Celtic players simply aren’t allowed to get too snug under Ange Postecoglou.

Celtic keeper Joe Hart confesses it has taken time to play as high up the pitch as his manager Ange Postecoglou wants him to do.  (Photo by Craig Williamson / SNS Group)
Celtic keeper Joe Hart confesses it has taken time to play as high up the pitch as his manager Ange Postecoglou wants him to do. (Photo by Craig Williamson / SNS Group)

Joe Hart can testify to that. Only now, a year on from signing from Tottenham Hotpsur, does the 34-year-old feel sufficiently schooled and practiced in - for him - the new tactic of positioning himself 30 yards from his goal to build the play and operate, essentially, as a third centre-back. Yet, when it comes to his personal status, Hart can’t remember feeling more comfortable than he has across the summer programme Celtic have completed in preparation for beginning their title defence at home to Aberdeen next Sunday. And that doesn’t relate entirely to the keeper becoming a peripheral figure with Manchester City six years ago. A situation that prompted loan spells with Torino and West Ham before moves to Burnley then Spurs. Asked if he felt as comfortable as he had for a long time, the former England international was unequivocal.

“Yeah, definitely. Simple as that,” he said. “As far back as it [goes, nothing] springs out to me. Even when I was set at Manchester City, I was still coming off the back of Euros, World Cups, this and that, coming in with a couple of weeks to prepare. So in terms of knowing where I was going to be, what was required of me and having time to prepare for it, I’d say...I don’t really look back too much. I’ll look back when I’m done. Right now I feel good.”

The assumption is that this should be a recipe for Celtic further driving up standards in the forthcoming campaign. Hart is like the majority of the squad Postecoglou has recruited in that he has enjoyed a first full pre-season with the exacting Australian taskmaster. “Time will tell. In theory, that is beneficial,” he said. “Speaking as a new player from last year, I’ve really enjoyed knowing where I was at the start of the season, being part of our pre-season, going in to do what we are going to do. It’s not an easy system to walk into and it’s going to be easier when the majority of us are a year in and understand what is required.
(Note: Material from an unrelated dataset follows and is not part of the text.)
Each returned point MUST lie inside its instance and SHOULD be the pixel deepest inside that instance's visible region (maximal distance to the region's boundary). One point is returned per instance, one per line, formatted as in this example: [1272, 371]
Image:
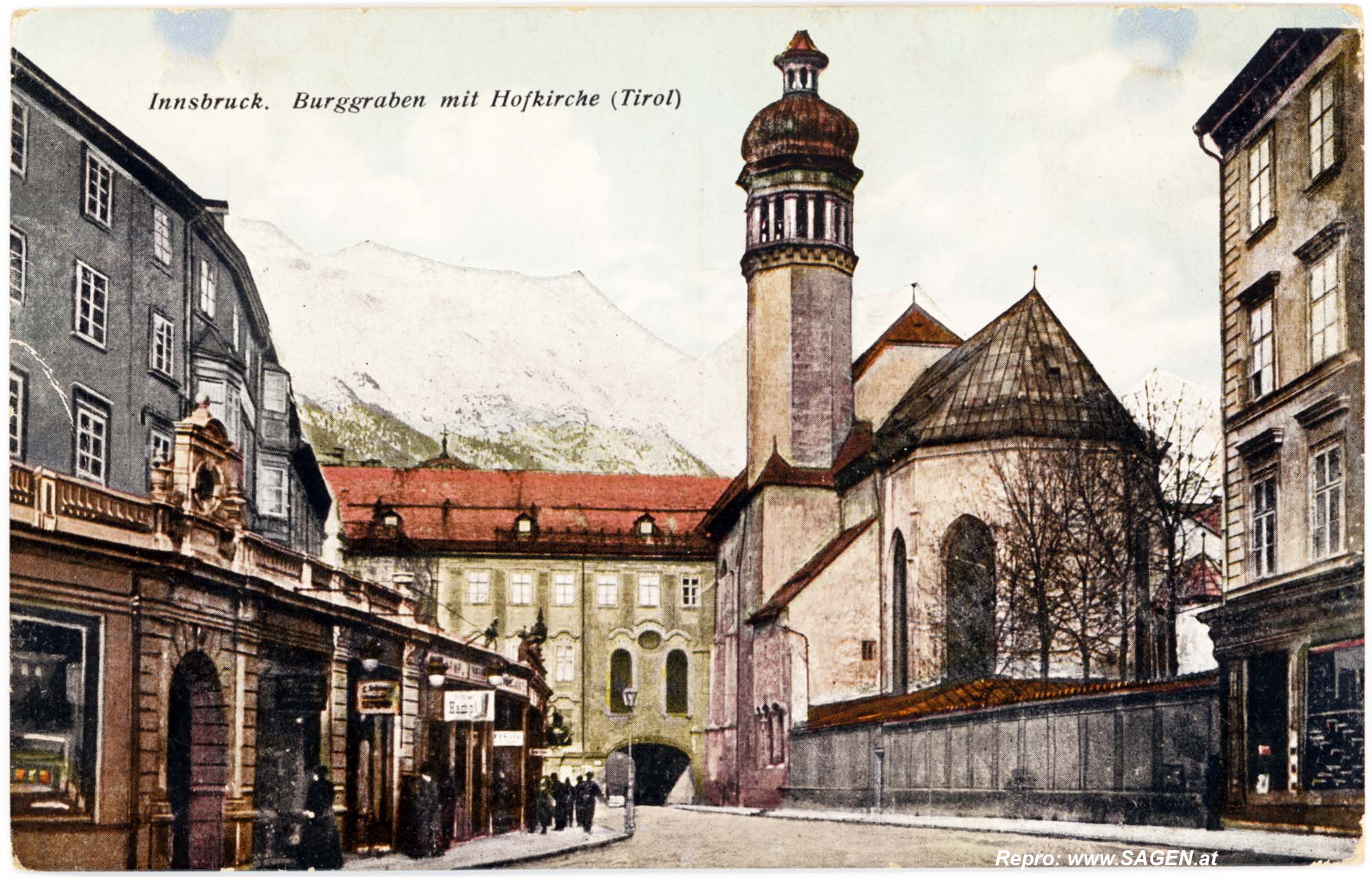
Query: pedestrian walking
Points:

The newer players will see every day what we are doing. Last year we were learning on the spot a little bit. The option [for more to come] is definitely there, but it is down to us. To me, us as individuals, us as a team. The manager constantly references it: Why not make the game you are about to play in your best game you have ever played in. I love that message and I live by that message, so there’s definitely that opportunity, but how it will play out, we will see.”
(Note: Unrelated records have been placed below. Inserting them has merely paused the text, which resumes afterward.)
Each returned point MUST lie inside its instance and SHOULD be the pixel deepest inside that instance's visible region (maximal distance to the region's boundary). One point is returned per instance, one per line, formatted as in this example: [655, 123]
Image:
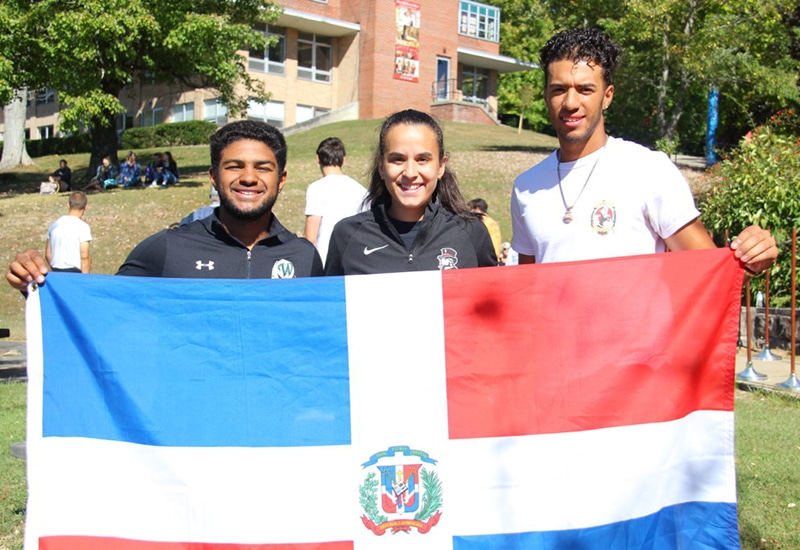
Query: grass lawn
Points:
[486, 160]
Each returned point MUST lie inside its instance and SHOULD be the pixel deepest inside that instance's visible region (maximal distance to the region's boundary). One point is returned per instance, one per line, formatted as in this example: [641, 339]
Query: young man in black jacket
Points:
[243, 239]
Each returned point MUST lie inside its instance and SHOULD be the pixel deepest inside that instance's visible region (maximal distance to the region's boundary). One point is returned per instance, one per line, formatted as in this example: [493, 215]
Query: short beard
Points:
[245, 215]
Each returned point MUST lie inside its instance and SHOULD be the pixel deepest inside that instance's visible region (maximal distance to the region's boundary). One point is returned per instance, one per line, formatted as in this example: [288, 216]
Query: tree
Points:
[757, 184]
[14, 151]
[13, 91]
[676, 50]
[90, 50]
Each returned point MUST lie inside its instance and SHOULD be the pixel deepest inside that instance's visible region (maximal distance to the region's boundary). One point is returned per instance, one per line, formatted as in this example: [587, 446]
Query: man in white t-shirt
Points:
[601, 197]
[331, 198]
[68, 238]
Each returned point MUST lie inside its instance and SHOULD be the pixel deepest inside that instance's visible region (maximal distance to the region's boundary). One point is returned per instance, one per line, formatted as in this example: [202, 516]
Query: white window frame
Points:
[317, 43]
[182, 112]
[476, 74]
[479, 20]
[47, 131]
[46, 97]
[304, 113]
[152, 117]
[214, 111]
[271, 112]
[265, 64]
Learning on the spot for Hart extended to apprehensions he has now surmounted over playing as a sweeper-keeper. “That’s always where he wants his goalie,” Hart said. “I know that, we know that. That’s how he sees football. But he also understands you have to play with the players you have got. I couldn’t just come in and play as high as that as I’d never done it before, so I had to learn and I’m still learning. That’s why I absolutely love being here and playing under the manager. It’s becoming less uncomfortable to be that high. Before, to be that high, I always thought: Danger, danger. But now I understand the reasons why I am there. I am not there for any reason other than to help the team to progress and move forward. I understand the reasons better, so I feel more comfortable.”